Un pensum prétentieux contre la République

par Laurent Joffrin |  publié le 04/09/2024

Dans Les derniers jours du Parti socialiste, Aurélien Bellanger retrace de manière paranoïaque et fallacieuse l’histoire du Printemps républicain, à qui il impute la chute du PS et la mutation de la laïcité en doctrine raciste. Rien que ça…

D.R

Le romancier a tous les droits, fort heureusement. Mais le critique aussi. Ainsi quand le romancier s’autorise à diffamer tel ou tel, même en changeant son nom, à falsifier l’histoire politique, à infliger au lecteur un pensum à clés, dont la thèse est farfelue et les clés mystérieuses au profane, le critique est fondé à écrire que le roman est un long sophisme plutôt grossier, que son style est soporifique et que son argument est à la fois insultant et paranoïaque. 

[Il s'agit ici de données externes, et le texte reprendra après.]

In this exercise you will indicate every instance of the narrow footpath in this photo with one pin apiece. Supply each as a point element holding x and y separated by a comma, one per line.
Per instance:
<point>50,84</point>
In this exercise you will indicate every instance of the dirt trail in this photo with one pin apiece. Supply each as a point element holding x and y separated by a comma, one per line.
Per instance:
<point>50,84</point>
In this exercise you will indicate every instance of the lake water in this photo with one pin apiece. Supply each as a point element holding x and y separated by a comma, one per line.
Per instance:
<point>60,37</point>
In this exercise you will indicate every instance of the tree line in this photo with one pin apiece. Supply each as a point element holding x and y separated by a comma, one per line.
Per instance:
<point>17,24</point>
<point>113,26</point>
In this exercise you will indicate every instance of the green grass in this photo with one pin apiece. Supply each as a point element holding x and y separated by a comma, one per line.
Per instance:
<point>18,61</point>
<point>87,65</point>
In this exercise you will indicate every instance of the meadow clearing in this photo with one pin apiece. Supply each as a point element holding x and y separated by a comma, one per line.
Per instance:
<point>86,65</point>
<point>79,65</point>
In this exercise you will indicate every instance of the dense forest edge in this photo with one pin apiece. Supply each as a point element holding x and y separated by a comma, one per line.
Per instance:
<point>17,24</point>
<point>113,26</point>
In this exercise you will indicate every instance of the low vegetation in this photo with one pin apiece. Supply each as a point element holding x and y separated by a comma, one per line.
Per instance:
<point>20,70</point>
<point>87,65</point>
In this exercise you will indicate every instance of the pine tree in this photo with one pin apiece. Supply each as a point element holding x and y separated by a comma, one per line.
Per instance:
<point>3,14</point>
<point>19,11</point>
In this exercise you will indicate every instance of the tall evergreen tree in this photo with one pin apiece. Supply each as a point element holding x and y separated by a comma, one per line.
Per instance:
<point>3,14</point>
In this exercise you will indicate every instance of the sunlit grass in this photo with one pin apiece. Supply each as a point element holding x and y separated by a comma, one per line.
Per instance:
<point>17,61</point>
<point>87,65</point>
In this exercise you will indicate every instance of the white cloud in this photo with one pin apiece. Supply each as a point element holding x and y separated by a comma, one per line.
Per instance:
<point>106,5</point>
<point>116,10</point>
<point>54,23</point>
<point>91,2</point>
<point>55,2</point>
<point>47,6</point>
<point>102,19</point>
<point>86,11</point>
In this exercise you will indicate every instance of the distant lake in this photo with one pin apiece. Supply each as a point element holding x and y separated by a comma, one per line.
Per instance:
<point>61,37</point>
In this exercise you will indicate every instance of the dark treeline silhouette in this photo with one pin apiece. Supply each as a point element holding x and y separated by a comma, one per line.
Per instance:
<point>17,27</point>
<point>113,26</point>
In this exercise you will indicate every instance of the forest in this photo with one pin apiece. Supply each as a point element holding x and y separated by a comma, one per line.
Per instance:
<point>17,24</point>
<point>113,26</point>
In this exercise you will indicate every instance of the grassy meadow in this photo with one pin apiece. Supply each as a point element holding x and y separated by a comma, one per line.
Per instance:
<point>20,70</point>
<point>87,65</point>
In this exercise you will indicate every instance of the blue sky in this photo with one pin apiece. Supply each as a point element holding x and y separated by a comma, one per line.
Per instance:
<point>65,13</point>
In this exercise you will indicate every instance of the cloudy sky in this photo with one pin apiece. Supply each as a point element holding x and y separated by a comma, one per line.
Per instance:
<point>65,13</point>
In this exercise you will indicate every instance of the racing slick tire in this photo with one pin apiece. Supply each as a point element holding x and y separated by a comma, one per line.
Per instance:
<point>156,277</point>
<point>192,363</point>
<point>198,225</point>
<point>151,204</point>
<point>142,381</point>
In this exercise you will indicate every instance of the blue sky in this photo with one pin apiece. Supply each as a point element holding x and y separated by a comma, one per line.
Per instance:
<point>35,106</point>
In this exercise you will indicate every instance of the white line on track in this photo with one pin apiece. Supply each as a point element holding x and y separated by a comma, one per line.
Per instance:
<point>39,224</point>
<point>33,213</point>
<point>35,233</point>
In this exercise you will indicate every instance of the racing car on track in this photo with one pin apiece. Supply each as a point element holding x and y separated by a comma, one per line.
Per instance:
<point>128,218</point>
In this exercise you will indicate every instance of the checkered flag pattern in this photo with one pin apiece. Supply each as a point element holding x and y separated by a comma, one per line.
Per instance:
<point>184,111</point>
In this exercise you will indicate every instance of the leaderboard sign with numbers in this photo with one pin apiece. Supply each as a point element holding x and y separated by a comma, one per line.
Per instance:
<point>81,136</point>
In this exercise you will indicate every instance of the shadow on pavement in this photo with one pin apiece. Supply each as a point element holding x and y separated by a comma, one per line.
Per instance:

Le titre est déjà malencontreux : Bellanger annonce la disparition du PS au moment où celui-ci vient d’arriver en tête de la gauche aux Européennes et de gagner une quarantaine de députés à l’Assemblée nationale. Certes il est encore convalescent ; mais ses « derniers jours » risquent fort de durer plus longtemps que ce faire-part de décès indigeste. Plus longtemps, également, que l’idée même du livre, digne de l’extrême-gauche décoloniale la plus sommaire : en créant le Printemps Républicain, Laurent Bouvet, ancien socialiste d’un républicanisme intransigeant, se serait changé en fourrier du racisme.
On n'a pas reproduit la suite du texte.